Among the greatest monuments of Greek Antiquity, the famous theatre at the Asklepieion of Epidaurus, the finest and most renowned of its kind, combines perfect acoustics with elegance and symmetrical proportions, qualities praised already in the second century AD by traveller and geographer Pausanias. During the overall construction of the Asklepios sanctuary, the theatre was built on the west side of mount Kynortio, at the end of the classical era, in 340-330 BC. Until the third century AD, it hosted music, song and drama competitions during the Asklepian games taking place every four years in spring, after the Isthmia celebration, as well as drama performances in the worship of Asklepios. According to Pausanias, the theatre was designed by the architect Polykleitos the younger, who had also built the tholos (dome) in the same sanctuary almost fifty years earlier. This is disputed by several researchers pleading that the creator of the monument is still unknown.

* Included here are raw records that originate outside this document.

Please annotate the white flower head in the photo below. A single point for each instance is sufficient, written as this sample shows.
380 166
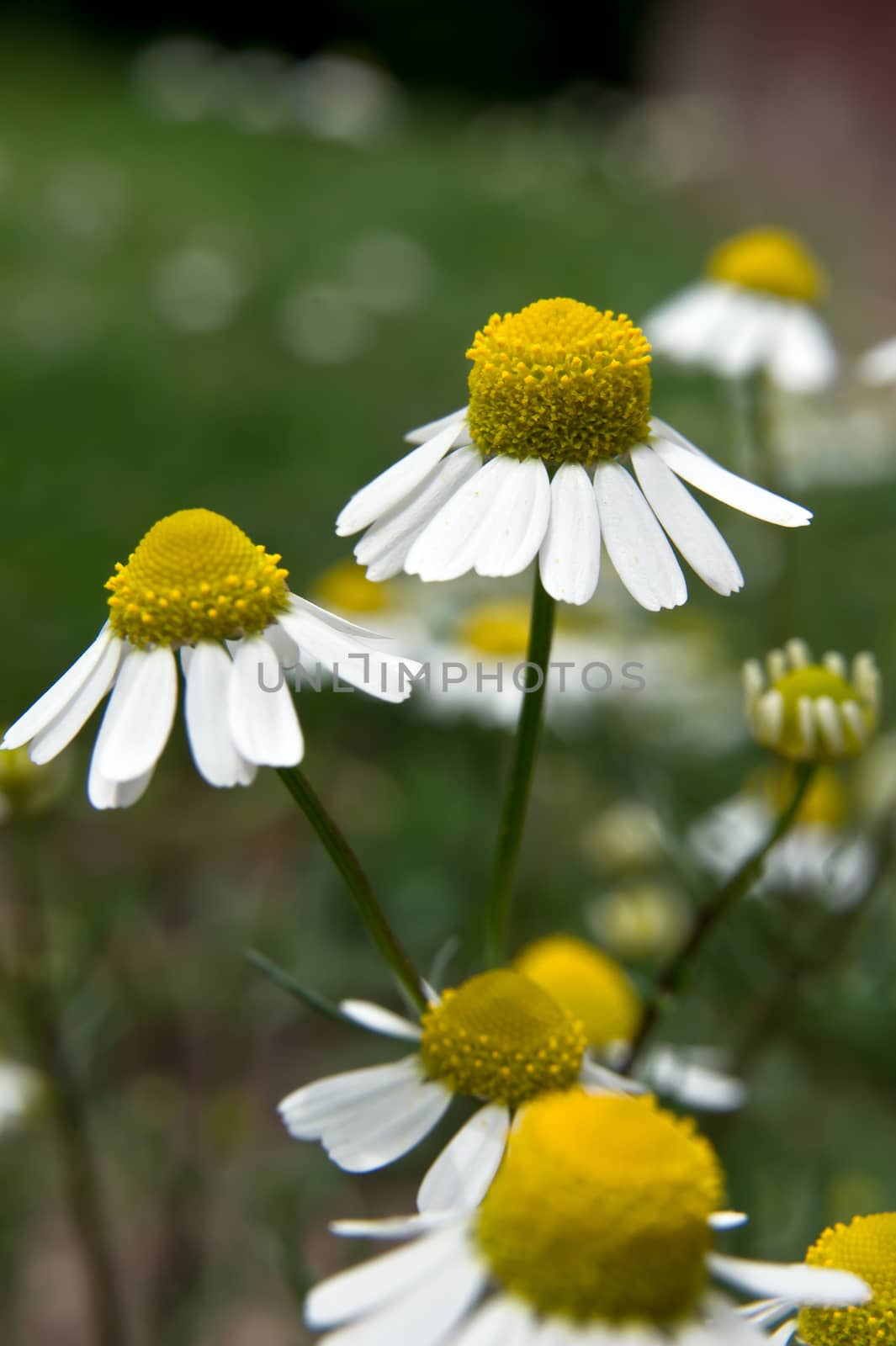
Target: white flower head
595 1232
756 309
538 464
198 586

On the slope of the hill lies the limestone cavea, laterally supported by poros stone walls. It was built in two phases. Initially there was only the lower tier, with an 8,000 seat capacity, while the upper part, the epitheatro, was added in the mid-second century BC, increasing the theatre's capacity to 13,000-14,000 seats. A paved diazoma (landing), 1.90m in width, separates the two parts of the cavea. The lower part contains 34 rows of seats, divided by 13 radiating stairways into 12 equal cunei, while the upper part contains 21 rows, and 12 more radiating stairways split each cuneus in two sections. The first and the last row of the lower part, plus the first row of the epitheatro have backed seats. The cavea was surrounded by a corridor and a protective wall of poros stone, pierced by a central entrance. Monumental two-door propyla (entrance doors) at the parodoi (passageways) led to the proscenium (front of scene) through an ascending ramp. A wide corridor separates the cavea from the orchestra, which is a perfect circle 20m in diameter; at its centre stands the foundation of the Dionysus altar, the thymeli. The theatre's excellent harmony is due to unique planning, based on a regular pentagon enclosing the orchestra, and the use of three middle points for the layout of the curved tiers, according to the cavea its particular egg-shaped form: the first point is at the centre of the orchestra for the layout of the central tiers, and the other two equally distant from the first, for the layout of the side tiers (on the left and the right). By this subterfuge, and others such as creating cavities at the base of seats, the architect improved the absorption and reverberation of sound waves.